Background: About 18 months ago I completely overhauled and upgraded my coffee making. I bought a Solis Maestro and have been roasting my own coffee from Sweet Marias (what a website!). My research seemed to suggest that the two preferred coffee brewing techniques were press pot and vacuum pot. I use the press pot from time to time, but do not prefer the sediment, which for me distracts from the coffee. But the vacuum pot is too labor intensive for daily not-quite-awake use, which is 90% of my coffee making. So I tried an automatic vacuum pot -- the eSiphon from coffeesiphons.com (not listed at this site, for some reason). I loved it at first, but since I'm not reviewing the eSiphon, I'll just say I ran into design problems. What to do for mindless morning coffee? I took a chance on Chemex, and I could not be more pleased. It is better than I had hoped, and I'm now realizing more shortcomings in the eSiphon than I had been aware of. I'm in much more control. I use less grounds. The coffee is rich, clean, and easy to make.
Use: I measure my water before putting it into the kettle. Grind beans while it comes to a boil and put the filter and grounds into the neck of the Chemex. Nothing could be simpler. Let the water cool a bit, pour just enough to cover the grounds and watch the lovely bloom of fresh roasted coffee. Then I pour once or twice near the rim, depending on how much I'm making, and pour what I don't drink right away into a thermos. The grounds come out neatly in the filter, which can be grabbed by two corners sticking up. A thorough rinse (and the occasional soap and brush), and I'm done. Taking the grip off for cleaning would be a pain, so I leave it on and it's no problem.
The Chemex maker itself is very simple, and so far as I can tell, the secret is in the filter, which is sturdier than melita and conical when placed in the Chemex.
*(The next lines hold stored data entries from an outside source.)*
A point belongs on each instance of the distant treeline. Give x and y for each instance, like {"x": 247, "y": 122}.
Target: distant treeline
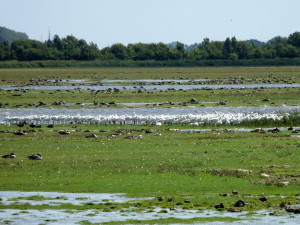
{"x": 208, "y": 53}
{"x": 151, "y": 63}
{"x": 10, "y": 35}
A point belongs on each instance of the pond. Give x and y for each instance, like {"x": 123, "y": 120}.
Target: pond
{"x": 159, "y": 87}
{"x": 28, "y": 216}
{"x": 158, "y": 116}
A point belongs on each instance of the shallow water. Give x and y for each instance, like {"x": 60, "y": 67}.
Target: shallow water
{"x": 159, "y": 87}
{"x": 62, "y": 216}
{"x": 220, "y": 115}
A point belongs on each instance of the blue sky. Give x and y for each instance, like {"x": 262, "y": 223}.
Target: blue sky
{"x": 106, "y": 22}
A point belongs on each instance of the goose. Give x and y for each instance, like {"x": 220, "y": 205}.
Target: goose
{"x": 11, "y": 155}
{"x": 19, "y": 132}
{"x": 63, "y": 132}
{"x": 35, "y": 157}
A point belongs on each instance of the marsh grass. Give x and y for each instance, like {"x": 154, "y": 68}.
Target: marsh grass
{"x": 172, "y": 164}
{"x": 234, "y": 97}
{"x": 18, "y": 76}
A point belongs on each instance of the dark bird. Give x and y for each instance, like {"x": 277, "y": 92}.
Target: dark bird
{"x": 219, "y": 206}
{"x": 240, "y": 203}
{"x": 9, "y": 156}
{"x": 19, "y": 132}
{"x": 235, "y": 192}
{"x": 35, "y": 157}
{"x": 263, "y": 198}
{"x": 63, "y": 132}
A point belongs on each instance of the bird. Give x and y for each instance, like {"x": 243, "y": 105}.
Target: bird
{"x": 63, "y": 132}
{"x": 19, "y": 132}
{"x": 11, "y": 156}
{"x": 35, "y": 157}
{"x": 235, "y": 192}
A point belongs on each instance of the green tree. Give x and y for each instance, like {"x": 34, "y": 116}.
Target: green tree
{"x": 119, "y": 51}
{"x": 294, "y": 39}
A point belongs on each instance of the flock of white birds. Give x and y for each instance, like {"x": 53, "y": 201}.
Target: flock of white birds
{"x": 216, "y": 118}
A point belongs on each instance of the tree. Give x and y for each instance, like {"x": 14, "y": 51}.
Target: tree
{"x": 227, "y": 49}
{"x": 294, "y": 39}
{"x": 119, "y": 51}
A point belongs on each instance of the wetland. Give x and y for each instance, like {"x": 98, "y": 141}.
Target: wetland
{"x": 177, "y": 155}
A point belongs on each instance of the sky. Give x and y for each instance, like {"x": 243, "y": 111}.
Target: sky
{"x": 106, "y": 22}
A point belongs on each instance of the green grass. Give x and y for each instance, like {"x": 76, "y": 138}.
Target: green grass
{"x": 234, "y": 97}
{"x": 176, "y": 163}
{"x": 269, "y": 74}
{"x": 177, "y": 166}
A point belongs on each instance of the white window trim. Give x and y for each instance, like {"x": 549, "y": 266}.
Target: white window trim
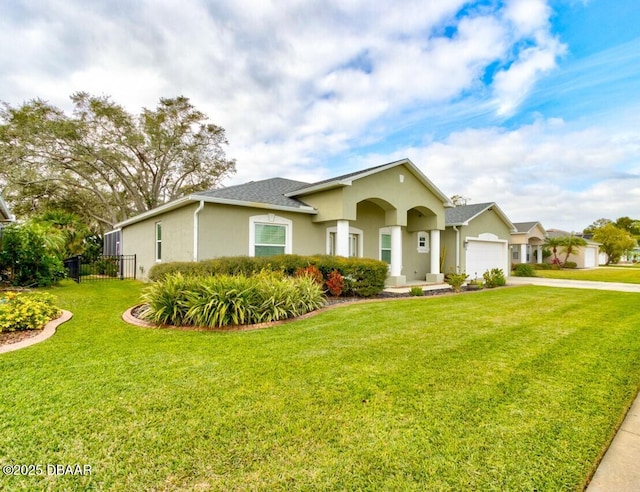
{"x": 270, "y": 219}
{"x": 386, "y": 231}
{"x": 352, "y": 231}
{"x": 423, "y": 235}
{"x": 158, "y": 241}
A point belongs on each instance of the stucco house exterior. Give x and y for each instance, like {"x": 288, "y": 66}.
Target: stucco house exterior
{"x": 391, "y": 212}
{"x": 476, "y": 239}
{"x": 527, "y": 242}
{"x": 586, "y": 256}
{"x": 5, "y": 213}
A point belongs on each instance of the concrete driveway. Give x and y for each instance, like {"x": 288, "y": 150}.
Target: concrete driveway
{"x": 618, "y": 471}
{"x": 573, "y": 284}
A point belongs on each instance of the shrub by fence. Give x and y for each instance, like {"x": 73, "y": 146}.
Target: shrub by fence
{"x": 362, "y": 277}
{"x": 26, "y": 311}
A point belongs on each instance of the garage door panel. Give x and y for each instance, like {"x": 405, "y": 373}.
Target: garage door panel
{"x": 484, "y": 255}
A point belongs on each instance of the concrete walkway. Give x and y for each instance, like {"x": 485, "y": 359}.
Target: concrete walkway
{"x": 619, "y": 469}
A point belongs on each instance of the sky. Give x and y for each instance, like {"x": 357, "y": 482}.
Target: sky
{"x": 532, "y": 104}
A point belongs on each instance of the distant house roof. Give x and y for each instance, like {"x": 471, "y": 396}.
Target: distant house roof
{"x": 5, "y": 213}
{"x": 463, "y": 214}
{"x": 524, "y": 227}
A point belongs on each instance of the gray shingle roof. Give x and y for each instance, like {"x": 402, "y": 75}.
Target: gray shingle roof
{"x": 524, "y": 226}
{"x": 462, "y": 213}
{"x": 268, "y": 191}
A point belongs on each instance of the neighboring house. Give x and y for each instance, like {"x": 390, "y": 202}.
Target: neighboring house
{"x": 476, "y": 239}
{"x": 391, "y": 212}
{"x": 527, "y": 242}
{"x": 586, "y": 257}
{"x": 5, "y": 213}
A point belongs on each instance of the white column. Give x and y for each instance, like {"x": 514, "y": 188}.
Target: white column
{"x": 342, "y": 238}
{"x": 396, "y": 251}
{"x": 435, "y": 252}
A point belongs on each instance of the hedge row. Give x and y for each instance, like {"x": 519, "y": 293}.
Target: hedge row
{"x": 363, "y": 277}
{"x": 225, "y": 300}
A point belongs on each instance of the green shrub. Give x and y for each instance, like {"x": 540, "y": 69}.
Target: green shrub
{"x": 524, "y": 270}
{"x": 362, "y": 277}
{"x": 24, "y": 254}
{"x": 416, "y": 292}
{"x": 494, "y": 278}
{"x": 335, "y": 283}
{"x": 455, "y": 280}
{"x": 226, "y": 300}
{"x": 26, "y": 311}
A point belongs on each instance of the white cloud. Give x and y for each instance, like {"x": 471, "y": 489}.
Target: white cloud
{"x": 297, "y": 84}
{"x": 548, "y": 171}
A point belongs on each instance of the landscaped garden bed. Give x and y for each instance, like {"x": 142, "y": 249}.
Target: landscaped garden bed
{"x": 448, "y": 393}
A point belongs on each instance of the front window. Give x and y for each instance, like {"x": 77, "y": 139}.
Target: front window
{"x": 270, "y": 239}
{"x": 270, "y": 235}
{"x": 385, "y": 247}
{"x": 355, "y": 241}
{"x": 158, "y": 241}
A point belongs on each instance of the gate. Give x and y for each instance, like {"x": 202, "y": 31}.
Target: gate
{"x": 106, "y": 267}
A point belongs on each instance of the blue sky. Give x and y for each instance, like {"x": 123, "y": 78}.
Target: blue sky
{"x": 533, "y": 104}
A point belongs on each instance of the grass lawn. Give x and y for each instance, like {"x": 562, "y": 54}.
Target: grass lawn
{"x": 629, "y": 275}
{"x": 510, "y": 389}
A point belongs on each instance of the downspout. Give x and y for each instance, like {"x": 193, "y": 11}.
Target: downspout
{"x": 455, "y": 228}
{"x": 196, "y": 228}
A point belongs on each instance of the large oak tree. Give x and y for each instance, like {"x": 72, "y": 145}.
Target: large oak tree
{"x": 104, "y": 163}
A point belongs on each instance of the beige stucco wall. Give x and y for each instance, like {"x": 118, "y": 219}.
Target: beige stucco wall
{"x": 177, "y": 238}
{"x": 224, "y": 231}
{"x": 380, "y": 200}
{"x": 385, "y": 188}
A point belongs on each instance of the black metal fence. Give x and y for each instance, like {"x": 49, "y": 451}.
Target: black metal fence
{"x": 106, "y": 267}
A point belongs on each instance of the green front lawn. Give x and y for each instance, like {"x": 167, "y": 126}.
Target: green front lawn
{"x": 603, "y": 274}
{"x": 509, "y": 389}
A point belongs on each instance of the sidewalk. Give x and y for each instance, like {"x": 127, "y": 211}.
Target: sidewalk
{"x": 619, "y": 470}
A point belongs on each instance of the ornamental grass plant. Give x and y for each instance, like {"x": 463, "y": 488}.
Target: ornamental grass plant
{"x": 229, "y": 300}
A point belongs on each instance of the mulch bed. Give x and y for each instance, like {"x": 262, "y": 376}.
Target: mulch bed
{"x": 132, "y": 316}
{"x": 9, "y": 337}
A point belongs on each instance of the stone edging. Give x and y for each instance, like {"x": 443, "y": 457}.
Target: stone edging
{"x": 48, "y": 331}
{"x": 127, "y": 317}
{"x": 132, "y": 320}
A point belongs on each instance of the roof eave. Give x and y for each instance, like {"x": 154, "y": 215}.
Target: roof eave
{"x": 181, "y": 202}
{"x": 348, "y": 182}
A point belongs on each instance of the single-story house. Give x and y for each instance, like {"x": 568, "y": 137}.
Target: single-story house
{"x": 391, "y": 212}
{"x": 586, "y": 256}
{"x": 5, "y": 213}
{"x": 476, "y": 239}
{"x": 527, "y": 242}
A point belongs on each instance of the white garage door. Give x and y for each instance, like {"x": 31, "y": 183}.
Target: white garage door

The thickness and the shape seem to keep the water in the grounds for the right amount of time, depending on the coarseness of your grind. I grind a half notch below the drip grind on my Maestro. There's no reason that you couldn't use the filters with another cone and get the same results, although I don't think I've seen one in a true cone shape. You could then brew directly into the thermos. I use the unbleached filters from Sweet Marias and have notice no paper taste at all.
The maker is pyrex glass. Not as thick as a pyrex cup measure, but thick enough not to worry you with its fragility. A very elegant design. You grab it by the neck which has two wooden pieces, shaped for the neck, held on by a leather cord and wooden ball. This looks very nice, but I do find myself daily retightening the cord. An annoyance, though minor. The wooden grip gets very warm, but never too hot to touch. I also find it a little small to grab comfortably and pour with one hand. I'm sure they could come up with an alternative design for the grip that would stay put, be cooler, and easier to hold.
In sum: Perhaps there are some automatic drip makers that get the water hot enough and keep it in the grounds long enough, if you want to pay that much and are prepared to replace it as the heating element ages. Automatic drips are machines and machines age and degrade. Not so with the Chemex. For those who don't prefer press pot coffee, I do not know of another brewing system that is as good and convenient as the Chemex. Once you get your method down, it's utterly simple and reliable. You are master. And you can spend your attention on the beans, the roast, and, oh yeah, the coffee!